FIGS. 6 and 7 show a two-gap spark plug made in accordance with another embodiment of this invention. A neutral electrode 43 is imbedded in a tubular member 44 made of a ceramic or a high temperature glass, said member 44 including a radially-extending leg 45 which is cemented in a diametrical slot formed in the end of the core 46. The center electrode 47 has a tip 48 extending toward the neutral electrode, which tip is encased within a non-conducting coating 49. The ground electrode 50 is welded to the threaded portion 12 of the spark plug shell and has a tip spaced from the neutral electrode, said tip being encased in a non-conducting coating 51. In this particular construction, the two spark gaps (h) and (i) are well spaced from each other. Also, the spark gaps lie on opposite sides of the tubular member 44 which serves as a combustion deflector. When the spark plug is installed on an internal combusion engine, initial ignition of the compressed fuel mixture takes place at the spark gap (h). Although measured in milliseconds, some period of time is required for combustion to take place in those areas of the fuel mixture which are remote from the point of initial ignition. The spacing of the spark gaps and the action of the deflector provide a sufficient time delay so that an ignitable fuel mixture is present at the spark gap (i) when the second spark occurs across such gap. The net result is a more complete combustion of the fuel which provides increased power to the piston of the engine with a corresponding reduction in pollutants exhausted into the atmosphere.
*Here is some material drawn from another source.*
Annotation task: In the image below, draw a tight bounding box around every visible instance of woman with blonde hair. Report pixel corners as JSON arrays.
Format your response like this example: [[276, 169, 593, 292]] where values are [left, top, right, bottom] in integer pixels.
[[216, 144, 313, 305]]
The coating of the electrode tips with a high temperature non-conducting material eliminates chemical and electrical erosion of the tips, whereby the electrodes may be made of an inexpensive base metal. Also, accumulated carbon deposits on the non-conductor surfaces can be removed easily and does not necessitate a re-adjustment of the effective spark gap length, as is the case when the eroded surface is removed from the tips of conventional electrodes.

Claims

Having now described the invention what I desire to protect by letters

1. A spark plug comprising,

a. a core of insulating material carried by a metal shell,

b. a main electrode carried by said core,

c. a ground electrode connected to said shell and having an end portion spaced from an end portion of the main electrode to form a spark gap

d. a non-conducting ceramic material covering the said end portion of the ground electrode, and

e. a non-conducting ceramic material covering the said end portion of the main electrode and spaced from the covering on the end portion of the

2. A spark plug as recited in claim 1, wherein the said non-conducting material is a high temperature glass.